Parsing (Chapter 8):
I cheated with the title of this blog post. Here is the real parse tree:

(S
    (NP (NNP NLTK))
    (VP (VBZ is)
      (NP (NN fun)))))

Conclusion

I have seen many articles about NLTK yet speak to many developers and students who are not aware of it. Having previously assumed that the toolkit wouldn’t be very useful for me unless I study in the computational linguistics field, I was pleasantly surprised to find out that I was wrong.
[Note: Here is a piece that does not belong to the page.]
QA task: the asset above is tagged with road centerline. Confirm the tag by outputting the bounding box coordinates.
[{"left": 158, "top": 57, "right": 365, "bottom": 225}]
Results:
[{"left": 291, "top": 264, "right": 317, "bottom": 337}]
As for the students who are learning about Computer Science through Python, I’m sure you can think of some ways to add language analysis to all the fun – or at the very least to impress your English teachers with your knowledge of hyponyms.

>>> from nltk.chat import rude
>>> rude.demo()
Talk to the program by typing in plain English, using normal upper-
and lower-case letters and punctuation.  Enter "quit" when done.
========================================================================
I suppose I should say hello.
>I just wanted to show the readers how one of the chatbot demos works.
Either become more thrilling or get lost, buddy.
>Ok, bye.
Change the subject before I die of fatal boredom.

That wasn’t very nice, maybe I’ll let the zen chatbot help me wrap this up:

>>> from nltk.chat import zen

>>> zen.demo()
***************************************************************************
                                Zen Chatbot!
***************************************************************************
         "Look beyond mere words and letters - look into your mind"
* Talk your way to truth with Zen Chatbot.
* Type 'quit' when you have had enough.
***************************************************************************
Welcome, my child.
>Can you help me end my blog post?
I probably can, but I may not.
>Ok, whatever.  I'll just say bye then!
I pour out a cup of water. Is the cup empty?